La République, puis le maoïsme n'ont guère eu d'effet sur ces croyances dans l'immensité territoriale et humaine que représente la Chine rurale. Pas plus d'ailleurs que sur la piété filiale, dogme central du confucianisme, qui subordonne depuis des siècles chaque génération aux précédentes. Il n'est donc pas étonnant que l'explosion initiale dont nous parle Mo Yan soit les deux coups portés par un père sur son fils.
Quand le premier affirme que “ les filles ne valent rien, une fille ne vaut pas un fils ; une femme n’est pas un être humain. ”» et que le second, possédant un bagage intellectuel et politique suffisant lui oppose le président de l'Inde, le premier ministre de Grande-Bretagne ou la secrétaire-adjointe du Parti du district, nous nous trouvons devant deux Chine, inconciliables, irréductibles : archaïsme des croyances et obstination paysanne contre rationalité, individualisme et arrogance citadine.
Dès lors, la résolution à faire avorter son épouse devient, pour le narrateur, tant une volonté de respecter les consignes gouvernementales que le besoin de s'émanciper d'un déterminisme culturel où tout est toujours décidé pour vous à l'avance. Ainsi de ce mariage arrangé, alors qu'il était gamin, avec quelqu'un de bien plus âgé que lui, qu'il ne rencontrera que de nombreuses années après, au hasard d'une représentation théâtrale et sous les moqueries des villageois. Cette femme qui, plus tard encore, le portera sur ses larges épaules jusqu'à l'état civil pour le forcer à cette union dont il ne veut pas, lui donnera un enfant qu'il lui fera horreur dès sa naissance et tente à présent d'en faire un autre dans son dos, avec sa propre famille comme complice.
Mariage sans affection, vies séparées sauf les rares fois où le narrateur quitte ses occupations citadines (et sans doute une véritable relation amoureuse) pour rentrer accomplir des devoirs, filiaux, matrimoniaux, parentaux auxquels il ne croit pas. Comme souvent chez Mo, la haine entre les êtres devient rapidement palpable. Elle se déplace, s'éparpille, explose dans la mémoire des personnages, dans ce présent où un père impuissant frappe sa vieille épouse et l'enjoint à crever puisqu'elle est inutile, dans ce futur qui s'avance où les anciens resteront seuls dans leurs villages déserts.

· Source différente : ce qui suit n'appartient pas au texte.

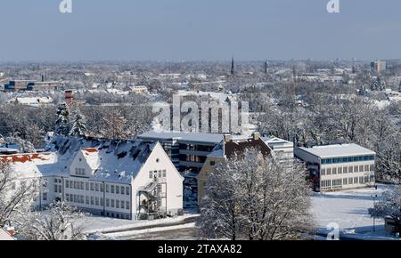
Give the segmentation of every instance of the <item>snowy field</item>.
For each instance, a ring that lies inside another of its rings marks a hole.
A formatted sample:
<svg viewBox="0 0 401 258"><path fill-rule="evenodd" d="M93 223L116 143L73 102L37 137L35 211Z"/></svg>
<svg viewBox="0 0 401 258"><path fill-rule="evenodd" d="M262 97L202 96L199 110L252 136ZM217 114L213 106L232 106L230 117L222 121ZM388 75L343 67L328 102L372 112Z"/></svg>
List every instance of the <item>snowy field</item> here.
<svg viewBox="0 0 401 258"><path fill-rule="evenodd" d="M368 209L373 206L382 193L393 188L379 184L372 188L350 189L330 193L315 193L312 198L312 213L318 232L326 234L329 223L337 223L342 239L394 239L384 232L384 221L373 220ZM199 216L190 213L184 216L154 221L127 221L105 217L87 217L82 221L86 232L98 234L110 239L196 239L195 220Z"/></svg>
<svg viewBox="0 0 401 258"><path fill-rule="evenodd" d="M394 186L379 184L373 188L350 189L330 193L315 193L312 198L312 213L319 228L319 232L327 232L329 223L337 223L340 234L358 239L388 239L384 231L384 220L376 219L376 232L373 232L373 219L368 209L373 206L372 195L377 200L382 193Z"/></svg>

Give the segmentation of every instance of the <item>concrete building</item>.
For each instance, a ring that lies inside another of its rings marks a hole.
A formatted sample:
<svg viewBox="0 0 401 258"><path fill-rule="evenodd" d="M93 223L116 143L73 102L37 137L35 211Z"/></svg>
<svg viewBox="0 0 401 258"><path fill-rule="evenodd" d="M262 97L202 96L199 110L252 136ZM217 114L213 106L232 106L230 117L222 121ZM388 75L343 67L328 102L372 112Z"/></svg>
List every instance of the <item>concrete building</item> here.
<svg viewBox="0 0 401 258"><path fill-rule="evenodd" d="M0 156L20 181L35 179L43 186L36 206L65 201L128 220L181 214L184 178L160 143L65 138L54 148L57 152Z"/></svg>
<svg viewBox="0 0 401 258"><path fill-rule="evenodd" d="M63 85L61 82L37 82L32 80L13 80L4 85L4 90L7 92L21 91L57 91Z"/></svg>
<svg viewBox="0 0 401 258"><path fill-rule="evenodd" d="M234 155L243 153L245 149L258 148L265 157L272 154L272 149L260 138L258 133L254 133L251 137L225 135L222 141L208 156L198 177L198 203L205 196L205 188L208 177L214 171L215 165L233 157Z"/></svg>
<svg viewBox="0 0 401 258"><path fill-rule="evenodd" d="M299 148L295 156L305 162L315 191L373 186L376 153L356 144Z"/></svg>
<svg viewBox="0 0 401 258"><path fill-rule="evenodd" d="M381 73L386 71L387 64L383 60L377 60L375 61L371 62L371 69L375 73Z"/></svg>

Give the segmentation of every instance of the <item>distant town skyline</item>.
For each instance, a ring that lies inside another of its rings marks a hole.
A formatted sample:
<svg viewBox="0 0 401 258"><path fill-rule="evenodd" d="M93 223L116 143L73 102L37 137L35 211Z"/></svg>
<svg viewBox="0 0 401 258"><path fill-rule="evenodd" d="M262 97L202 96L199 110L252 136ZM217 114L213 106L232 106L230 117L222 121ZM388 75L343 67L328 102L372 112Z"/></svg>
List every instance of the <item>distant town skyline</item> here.
<svg viewBox="0 0 401 258"><path fill-rule="evenodd" d="M400 59L401 2L0 2L0 63Z"/></svg>

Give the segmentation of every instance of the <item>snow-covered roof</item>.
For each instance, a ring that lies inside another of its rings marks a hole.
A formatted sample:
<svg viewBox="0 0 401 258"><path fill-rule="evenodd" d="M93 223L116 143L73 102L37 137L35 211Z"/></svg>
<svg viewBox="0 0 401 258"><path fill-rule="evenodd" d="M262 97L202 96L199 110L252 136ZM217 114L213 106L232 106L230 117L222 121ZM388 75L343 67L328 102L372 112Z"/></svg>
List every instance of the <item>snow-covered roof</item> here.
<svg viewBox="0 0 401 258"><path fill-rule="evenodd" d="M313 148L301 147L299 149L311 153L321 158L376 155L374 151L355 143L315 146Z"/></svg>
<svg viewBox="0 0 401 258"><path fill-rule="evenodd" d="M12 236L10 236L3 229L0 229L0 241L6 241L6 240L14 240L14 238L12 238Z"/></svg>
<svg viewBox="0 0 401 258"><path fill-rule="evenodd" d="M53 150L57 163L39 165L43 173L70 173L70 167L82 153L94 173L92 178L105 181L130 182L148 159L156 144L140 141L55 137Z"/></svg>
<svg viewBox="0 0 401 258"><path fill-rule="evenodd" d="M170 141L179 140L181 141L192 141L201 143L213 143L217 144L223 141L223 134L220 133L183 133L183 132L164 132L158 133L150 131L139 135L143 140L160 140L160 141Z"/></svg>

Explosion... Celle faite par des avions à réaction s'entraînant au-dessus du chemin où un mari traine son épouse vers l'hôpital. Dans l'or blond des blés, celle de la robe feu d'un renard poursuivi par une meute de villageois, métaphore éternelle d'une femme duplice qu'il faut soumettre. Enfin celle de la population chinoise, rappelée au détour d'un livre d'obstétrique, peut-être aussi l'éclatement d'un ballon rouge entre les mains d'un enfant, ou de choses indéfinies là où porte le regard pour échapper à la violence destructrice de l'instant.
Le verbe de Mo Yan est généreux comme une moisson et l'on sent les odeurs de foin coupé en même temps qu'elles parviennent aux narines des personnages. On pourrait croire à la beauté de cette journée d'été s'il n'y avait l'excessive douleur de cette famille et la joie égoïste d'une autre.
Passé et modernité s'affrontent aussi dans l'écriture de Mo Yan. Romancier des sens formé au contact du conte traditionnel – histoires linéaires, riches en détails et en surnaturel –, il vient de découvrir les techniques narratives et stylistiques de certains auteurs occidentaux – Faulkner et Garcia Márquez principalement – et les expérimente ici : analepses, emboîtement des récits, ellipses, répétitions, leitmotive (l'explosion, la couleur rouge femme ou renarde) offrant une texture complexe à ce drame humain affreusement ordinaire et, hélas !, toujours actuel.